Glucose and reactive oxygen species

Purpose of review This review aims at presenting new concepts of glucose-induced damage in diabetes via an increased production of oxygen free radicals. Recent findings Reactive oxygen species modulate various biological functions by stimulating transduction signals, some of which are involved in diabetes pathogenesis and complications. Summary Diabetes is characterized by high glucose concentrations that lead, via several mechanisms (glucose autoxidation, stimulation of the polyol pathway, activation of the reduced form of nicotinamide adenine dinucleotide phosphate oxidase, and production of advanced glycation endproducts), to an increased production of reactive oxygen species. The resulting oxidative stress (the imbalance between reactive oxygen species production and the antioxidant defences) can play a key role in diabetes pathogenesis.
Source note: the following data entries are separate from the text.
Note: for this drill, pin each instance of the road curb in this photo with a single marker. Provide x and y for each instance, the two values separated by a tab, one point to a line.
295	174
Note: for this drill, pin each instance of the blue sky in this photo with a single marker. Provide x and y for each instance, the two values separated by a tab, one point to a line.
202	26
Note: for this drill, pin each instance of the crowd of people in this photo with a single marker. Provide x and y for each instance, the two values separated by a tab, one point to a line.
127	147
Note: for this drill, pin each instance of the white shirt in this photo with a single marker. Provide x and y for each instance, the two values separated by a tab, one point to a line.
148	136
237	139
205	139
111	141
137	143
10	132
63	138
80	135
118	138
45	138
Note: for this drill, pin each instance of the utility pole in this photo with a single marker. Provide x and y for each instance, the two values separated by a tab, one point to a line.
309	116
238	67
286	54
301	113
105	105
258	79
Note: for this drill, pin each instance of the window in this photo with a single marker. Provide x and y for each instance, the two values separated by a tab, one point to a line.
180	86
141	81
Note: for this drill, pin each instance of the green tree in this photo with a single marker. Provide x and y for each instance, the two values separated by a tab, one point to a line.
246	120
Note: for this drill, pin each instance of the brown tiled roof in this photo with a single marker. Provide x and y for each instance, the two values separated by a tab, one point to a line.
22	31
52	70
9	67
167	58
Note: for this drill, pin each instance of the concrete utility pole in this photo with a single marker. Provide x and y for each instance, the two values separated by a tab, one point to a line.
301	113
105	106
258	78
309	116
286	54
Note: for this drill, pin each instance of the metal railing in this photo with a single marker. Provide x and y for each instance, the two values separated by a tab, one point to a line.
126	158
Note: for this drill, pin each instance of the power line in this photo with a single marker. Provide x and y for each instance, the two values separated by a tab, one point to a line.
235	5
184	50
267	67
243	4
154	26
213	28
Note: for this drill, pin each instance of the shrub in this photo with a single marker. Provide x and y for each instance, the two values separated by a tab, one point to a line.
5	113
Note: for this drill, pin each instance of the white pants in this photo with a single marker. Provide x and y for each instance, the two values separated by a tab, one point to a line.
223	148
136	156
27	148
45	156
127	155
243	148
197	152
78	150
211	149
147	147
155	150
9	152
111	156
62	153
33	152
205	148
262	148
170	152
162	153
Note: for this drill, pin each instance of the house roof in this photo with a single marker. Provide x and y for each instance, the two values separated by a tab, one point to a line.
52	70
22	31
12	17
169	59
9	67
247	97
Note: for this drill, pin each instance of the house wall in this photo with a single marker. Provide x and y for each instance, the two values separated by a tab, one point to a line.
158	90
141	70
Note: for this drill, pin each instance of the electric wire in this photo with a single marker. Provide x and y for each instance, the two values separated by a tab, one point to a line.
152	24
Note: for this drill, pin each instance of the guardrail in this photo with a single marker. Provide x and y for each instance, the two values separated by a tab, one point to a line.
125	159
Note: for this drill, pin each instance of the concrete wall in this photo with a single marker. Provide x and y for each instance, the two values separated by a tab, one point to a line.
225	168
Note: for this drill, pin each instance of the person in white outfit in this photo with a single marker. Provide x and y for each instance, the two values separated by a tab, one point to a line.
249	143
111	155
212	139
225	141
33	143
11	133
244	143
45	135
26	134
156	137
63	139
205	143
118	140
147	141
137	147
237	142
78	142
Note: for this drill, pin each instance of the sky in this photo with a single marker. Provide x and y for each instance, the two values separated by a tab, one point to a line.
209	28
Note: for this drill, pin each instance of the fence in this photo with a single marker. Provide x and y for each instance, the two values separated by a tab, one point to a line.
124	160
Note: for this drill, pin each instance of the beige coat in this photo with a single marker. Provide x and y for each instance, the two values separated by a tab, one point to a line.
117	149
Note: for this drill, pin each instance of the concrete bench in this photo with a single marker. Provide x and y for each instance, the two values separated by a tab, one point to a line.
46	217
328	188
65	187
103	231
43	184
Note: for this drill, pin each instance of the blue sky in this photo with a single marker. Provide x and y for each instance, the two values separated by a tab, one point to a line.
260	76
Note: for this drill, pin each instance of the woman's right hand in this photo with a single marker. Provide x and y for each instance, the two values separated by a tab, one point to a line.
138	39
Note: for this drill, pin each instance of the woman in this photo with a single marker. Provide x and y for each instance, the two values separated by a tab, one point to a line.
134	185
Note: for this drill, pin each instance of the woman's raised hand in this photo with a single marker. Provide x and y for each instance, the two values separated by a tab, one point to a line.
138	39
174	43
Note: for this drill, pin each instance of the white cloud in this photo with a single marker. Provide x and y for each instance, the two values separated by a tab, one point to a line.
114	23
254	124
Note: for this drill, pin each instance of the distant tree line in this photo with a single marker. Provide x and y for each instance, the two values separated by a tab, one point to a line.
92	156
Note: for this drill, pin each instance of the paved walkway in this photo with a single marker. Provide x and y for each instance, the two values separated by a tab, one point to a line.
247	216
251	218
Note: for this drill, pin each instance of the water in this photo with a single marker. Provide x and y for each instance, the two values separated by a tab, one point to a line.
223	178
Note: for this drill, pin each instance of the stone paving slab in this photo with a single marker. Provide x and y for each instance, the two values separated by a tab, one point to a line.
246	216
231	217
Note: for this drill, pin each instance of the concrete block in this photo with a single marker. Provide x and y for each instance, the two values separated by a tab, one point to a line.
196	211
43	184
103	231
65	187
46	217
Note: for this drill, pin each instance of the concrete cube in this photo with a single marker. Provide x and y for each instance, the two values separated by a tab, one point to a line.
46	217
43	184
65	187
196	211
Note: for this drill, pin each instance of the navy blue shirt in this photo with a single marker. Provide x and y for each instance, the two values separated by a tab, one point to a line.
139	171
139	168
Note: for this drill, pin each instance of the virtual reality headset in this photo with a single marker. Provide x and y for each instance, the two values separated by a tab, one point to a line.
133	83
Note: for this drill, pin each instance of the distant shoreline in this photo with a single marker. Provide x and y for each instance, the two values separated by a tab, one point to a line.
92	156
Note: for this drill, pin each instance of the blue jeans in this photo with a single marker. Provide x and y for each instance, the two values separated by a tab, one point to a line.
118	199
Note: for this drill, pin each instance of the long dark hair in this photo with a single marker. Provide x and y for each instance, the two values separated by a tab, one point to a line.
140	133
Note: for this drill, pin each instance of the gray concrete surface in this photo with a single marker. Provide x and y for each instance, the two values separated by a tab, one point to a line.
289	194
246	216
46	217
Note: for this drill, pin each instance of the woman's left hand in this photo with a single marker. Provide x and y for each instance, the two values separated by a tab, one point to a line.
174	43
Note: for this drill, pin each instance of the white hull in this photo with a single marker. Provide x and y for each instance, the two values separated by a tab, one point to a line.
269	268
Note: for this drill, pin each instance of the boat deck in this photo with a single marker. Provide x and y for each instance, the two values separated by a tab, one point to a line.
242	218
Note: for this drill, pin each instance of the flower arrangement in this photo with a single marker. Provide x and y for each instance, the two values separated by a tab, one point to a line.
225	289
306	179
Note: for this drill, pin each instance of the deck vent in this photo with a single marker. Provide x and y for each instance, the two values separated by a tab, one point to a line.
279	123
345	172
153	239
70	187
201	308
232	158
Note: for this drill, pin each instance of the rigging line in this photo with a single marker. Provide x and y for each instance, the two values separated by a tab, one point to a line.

Superoxide radicals generated by the reduced form of nicotinamide adenine dinucleotide phosphate oxidase may thus contribute to impaired endothelium-dependent vascular relaxation by the inactivation of nitric oxide, and more generally to vascular dysfunction, thereby contributing to accelerated atherosclerosis in diabetic patients. The increased production of reactive oxygen species induced by hyperglycaemia has also been suggested to be involved in platelet dysfunction, in tissue remodelling (via metalloproteinases), and in redox regulation of glucose transport in skeletal muscle. Beyond the classic treatments for diabetes, new therapeutic strategies involving antioxidants or anti-advanced glycation endproduct molecules are proposed. Future methods could take into account the signalling pathways and genes that are regulated by reactive oxygen species.